I'm not a lawyer, but I'm also not entirely unfamiliar with this sort of thing. In particular, I remember Georgia v. Public.Resource.Org and thus do not accept at face value the notion that the data in question being "summaries and explanations of cases" necessarily means Westlaw is in the right. Even if the Westlaw materials aren't "officially" incorporated into the law itself the way Georgia did, that doesn't mean Westlaw should necessarily be entitled to monopolize them, especially if the judicial system is heavily leaning upon them to inform its decisions.

[–] [email protected] 5 points 1 day ago

Though the headnotes were drawn directly from uncopyrightable judicial opinions, the court analogized them to the choices made by a sculptor in selecting what to remove from a slab of marble. Thus, even though the words or phrases used in the headnotes might be found in the underlying opinions, Thompson Reuters’ selection of which words and phrases to use was entitled to copyright protection. Interestingly, the court stated that “even a headnote taken verbatim from an opinion is a carefully chosen fraction of the whole,” which “expresses the editor’s idea about what the important point of law from the opinion is.” According to the court, that is enough of a “creative spark” to be copyrightable. In other words, even if a work is selected entirely from the public domain, the simple act of selection is enough to give rise to copyright protection.

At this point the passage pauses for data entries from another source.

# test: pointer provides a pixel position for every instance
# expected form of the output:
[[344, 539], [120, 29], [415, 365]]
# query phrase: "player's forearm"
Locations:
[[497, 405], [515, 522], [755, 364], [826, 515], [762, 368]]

The court distinguished cases holding that intermediate copying of computer source code was fair use, reasoning that those courts held that the intermediate copying was necessary to “reverse engineer access to the unprotected functional elements within a program.” Here, copying Thompson Reuters’ protected expression was not needed to gain access to underlying ideas.

https://natlawreview.com/article/court-training-ai-model-based-copyrighted-data-not-fair-use-matter-law

It sounds like the case you mentioned had a government entity doing the annotation, which makes it public even though it's not literally the law.
Reuters seems to have argued that while the law and cases are public, their tagging, summarization and keyword highlighting is editorial.
The judge agreed and highlighted that since westlaw isn't required to view the documents that everyone is entitled to see, training using their copy, including the headers, isn't justified.

It's much like how a set of stories being in the public domain means you can copy each of them, but my collection of those stories has curation that makes it so you can't copy my collection as a whole, assuming my work curating the collection was in some way creative and not just "alphabetical order".

Another major point of the ruling seems to rely on the company aiming to directly compete with Reuters, which undermines the fair use argument.